Cortar o pé de maconha é importante, mas não resolve. A raiz do problema — a pobreza, a falta de alternativa e a vista grossa de certos cabras graúdos — fica lá, intacta. O crime só muda de canto, feito cabra sabido que conhece os atalhos da caatinga e se adapta à seca ou à cheia. Enquanto houver terreno fértil para o desespero, haverá sempre quem plante nele e colha lucro sujo.

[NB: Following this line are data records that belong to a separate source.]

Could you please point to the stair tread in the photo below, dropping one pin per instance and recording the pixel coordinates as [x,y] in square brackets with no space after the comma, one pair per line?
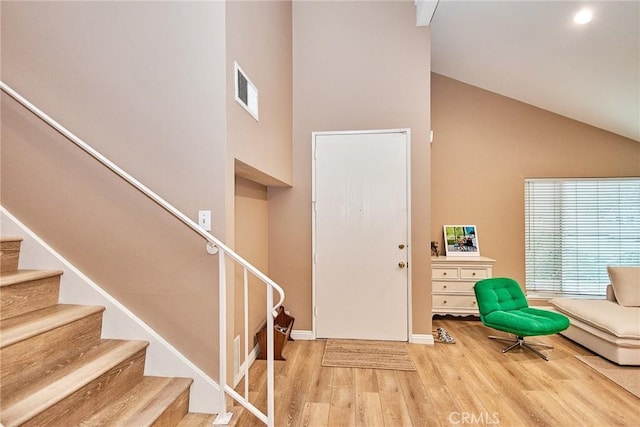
[195,419]
[142,404]
[47,391]
[30,324]
[21,276]
[10,239]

É uma contradição que dói: gastar rios de dinheiro para trazer água e não garantir que ela vire prosperidade honesta. Os canais, que deviam ser veias levando vida, viram também caminhos para o fracasso de uma política sem integração. A água chega, mas não vem acompanhada de escola técnica, de crédito acessível, de mercado para o pequeno produtor e nem de programas permanentes de segurança rural e comunitária.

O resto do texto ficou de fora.